I dig Chet Baker, but he’s one of those jazz legends I’ve yet to fully explore. I treasure my copy of Chet, but it’s not the audiophile reissue from several years ago so don’t ask me to compare this with that. I found it at an estate sale many years ago, and it’s still in pretty good condition and has served me well over the years. But would I like to replace it with a remastered version? Quite possibly. So I’d be happy to have just this album from Craft, not all four. Jackpot.

ZYX Ultimate Airy and Chet Baker

Let’s go over these four Chet Baker albums, released between 1958 and 1959 for Riverside, which are notable for having four completely different vibes. First there’s the aforementioned Chet, a collection of ballads from 1958 that may be the most sexy and sultry jazz trumpet performance in recorded history. It’s the album I think of when we talk of great make-out jazz through history, the kind of music that makes you suddenly realize that you’re wearing too many items of clothing.

At the same time, this is some of the slowest, gentlest jazz in the pantheon of the great classics from the late ’50s and early ’60s.
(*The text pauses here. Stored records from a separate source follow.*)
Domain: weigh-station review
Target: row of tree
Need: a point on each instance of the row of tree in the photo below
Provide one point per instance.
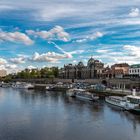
(34, 74)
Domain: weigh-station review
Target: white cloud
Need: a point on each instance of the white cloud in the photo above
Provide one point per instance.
(49, 57)
(18, 60)
(90, 37)
(135, 12)
(102, 51)
(31, 67)
(56, 33)
(15, 37)
(2, 61)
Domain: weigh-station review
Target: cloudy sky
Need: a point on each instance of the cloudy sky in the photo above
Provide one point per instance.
(38, 33)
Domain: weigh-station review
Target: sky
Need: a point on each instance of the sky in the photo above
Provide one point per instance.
(39, 33)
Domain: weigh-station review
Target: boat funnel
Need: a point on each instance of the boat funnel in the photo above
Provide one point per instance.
(134, 92)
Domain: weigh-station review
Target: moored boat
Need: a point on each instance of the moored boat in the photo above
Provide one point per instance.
(116, 101)
(22, 85)
(133, 103)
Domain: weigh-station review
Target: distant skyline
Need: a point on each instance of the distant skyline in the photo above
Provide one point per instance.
(38, 33)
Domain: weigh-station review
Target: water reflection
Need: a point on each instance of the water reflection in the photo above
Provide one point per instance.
(39, 115)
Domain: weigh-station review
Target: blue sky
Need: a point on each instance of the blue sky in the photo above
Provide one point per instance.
(38, 33)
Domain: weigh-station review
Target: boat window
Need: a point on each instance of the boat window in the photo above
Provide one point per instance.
(133, 100)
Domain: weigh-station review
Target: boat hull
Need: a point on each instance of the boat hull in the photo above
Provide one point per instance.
(114, 104)
(83, 98)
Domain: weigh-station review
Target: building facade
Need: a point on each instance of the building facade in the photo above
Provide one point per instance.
(93, 69)
(134, 70)
(3, 73)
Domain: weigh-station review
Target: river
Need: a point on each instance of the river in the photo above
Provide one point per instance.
(40, 115)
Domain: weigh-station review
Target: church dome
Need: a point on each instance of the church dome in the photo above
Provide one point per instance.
(91, 61)
(80, 64)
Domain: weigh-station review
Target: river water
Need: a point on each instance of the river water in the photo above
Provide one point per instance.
(40, 115)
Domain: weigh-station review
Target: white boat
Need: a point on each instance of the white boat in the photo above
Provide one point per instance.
(22, 85)
(116, 101)
(84, 95)
(5, 85)
(130, 103)
(133, 103)
(72, 92)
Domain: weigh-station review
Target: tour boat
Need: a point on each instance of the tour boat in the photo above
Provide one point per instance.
(116, 100)
(72, 92)
(132, 103)
(82, 94)
(22, 85)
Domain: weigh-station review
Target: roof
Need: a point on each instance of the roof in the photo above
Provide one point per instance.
(135, 66)
(134, 97)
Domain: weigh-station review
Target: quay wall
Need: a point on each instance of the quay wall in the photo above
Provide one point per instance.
(117, 83)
This is a rare trumpet player, one who is so layered and thoughtful and soft, so soft you think he snuck a flugelhorn into the studio to see if anyone would notice. No, it’s just Chet Baker’s horn, but I should also mention he has Bill Evans, Herbie Mann, Kenny Burrell and Pepper Adams on stage with him. You gotta knock it out of the park.
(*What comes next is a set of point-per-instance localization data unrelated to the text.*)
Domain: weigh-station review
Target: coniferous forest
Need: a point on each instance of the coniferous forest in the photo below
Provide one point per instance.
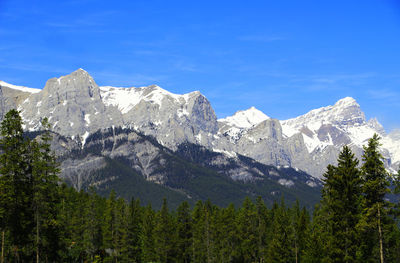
(44, 220)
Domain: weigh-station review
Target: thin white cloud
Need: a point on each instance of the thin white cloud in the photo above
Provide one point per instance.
(260, 38)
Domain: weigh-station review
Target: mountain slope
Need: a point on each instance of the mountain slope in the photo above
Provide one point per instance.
(137, 165)
(78, 107)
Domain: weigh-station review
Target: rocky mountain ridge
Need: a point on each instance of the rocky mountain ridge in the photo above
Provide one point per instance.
(77, 107)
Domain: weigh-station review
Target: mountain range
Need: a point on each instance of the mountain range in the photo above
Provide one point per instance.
(141, 128)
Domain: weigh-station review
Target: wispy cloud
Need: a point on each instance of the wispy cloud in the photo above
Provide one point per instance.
(387, 95)
(260, 38)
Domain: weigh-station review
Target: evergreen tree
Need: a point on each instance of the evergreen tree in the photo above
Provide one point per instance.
(46, 196)
(300, 222)
(341, 204)
(247, 230)
(16, 185)
(227, 237)
(280, 248)
(148, 240)
(199, 247)
(134, 231)
(184, 228)
(165, 235)
(317, 243)
(375, 207)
The second and most intriguing album is (Chet Baker Sings) It Could Happen to You. (Note: this is actually Chet’s debut for Riverside–I’m not listing them in order.) I’ve never heard this album before now, but I was aware of its existence. You know when you’re intimately familiar with a person’s face and you’re completely shocked the first time you hear their voice? (Think Teller or Jared Kushner.) Baker has a very nice crooning style, but it’s surprisingly high-pitched. Not Jimmy Scott high, but very youthful. I guess I’ve seen too many photos of those pomade-encrusted locks cascading down his forehead, some lovely young woman totally enthralled with something in the distance, or at least the back of Chet’s head. He should have the voice of a man who’s smoked filter-less Camels for the last 20 years. Honey and gravel, perhaps.
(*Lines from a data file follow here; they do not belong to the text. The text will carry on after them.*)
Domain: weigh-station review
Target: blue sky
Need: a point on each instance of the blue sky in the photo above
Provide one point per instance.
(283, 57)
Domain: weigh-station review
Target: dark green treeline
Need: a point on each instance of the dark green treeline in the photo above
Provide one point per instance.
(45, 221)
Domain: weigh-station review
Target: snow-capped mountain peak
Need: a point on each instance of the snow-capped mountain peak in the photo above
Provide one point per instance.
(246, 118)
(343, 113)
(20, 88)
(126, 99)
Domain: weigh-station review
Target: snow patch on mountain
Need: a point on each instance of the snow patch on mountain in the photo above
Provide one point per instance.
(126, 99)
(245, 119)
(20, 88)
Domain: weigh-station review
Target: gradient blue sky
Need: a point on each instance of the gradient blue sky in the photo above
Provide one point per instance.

Instead, his voice is innocent and boyish and somewhat earnest. After the novelty wears off, you discover that he knows exactly what he’s doing and he’s very confident doing it. And I’m sure there are plenty of people out there who are already a big fan of his singing and think I’m a dummy for bringing it up. But by the end of my first listen, I was digging his voice as well.

Playing Chet Baker's Chet.

The two remaining albums, 1958’s Chet Baker in New York and Chet Baker Plays the Best of Lerner and Loewe, capture the trumpeter in two slightly different environments. CBINY has Chet playing with a slightly more dynamic band including Philly Joe Jones, Johnny Griffin, Al Haig and Paul Chambers, so you can hear him swing a bit, and the Lerner and Loewe album was a chance to do things even bigger, with covers of Broadway tunes that gave Chet Baker a chance to expand upon his style.

For those audiophiles and LP collectors who feel a little disappointed that I didn’t compare these quiet yet surprisingly dynamic pressings with other Chet Baker audiophile releases, all you need to know is this. As Craft explains, “The recordings, which feature such icons as Bill Evans, Johnny Griffin and Kenny Burrell, have all been cut from their original analog master tapes by Kevin Gray at Cohearent Audio and pressed on 180-gram vinyl at RTI.”

They sound magnificent, by the way. So beautiful and revealing that I used them to carefully evaluate the sonic differences between the two Bryston power amplifier in this upcoming weekend’s review. Also, I just discovered that our own Darryl Lindberg covered these releases last year–so take the hint!

What a gift, Craft Recordings. Thank you!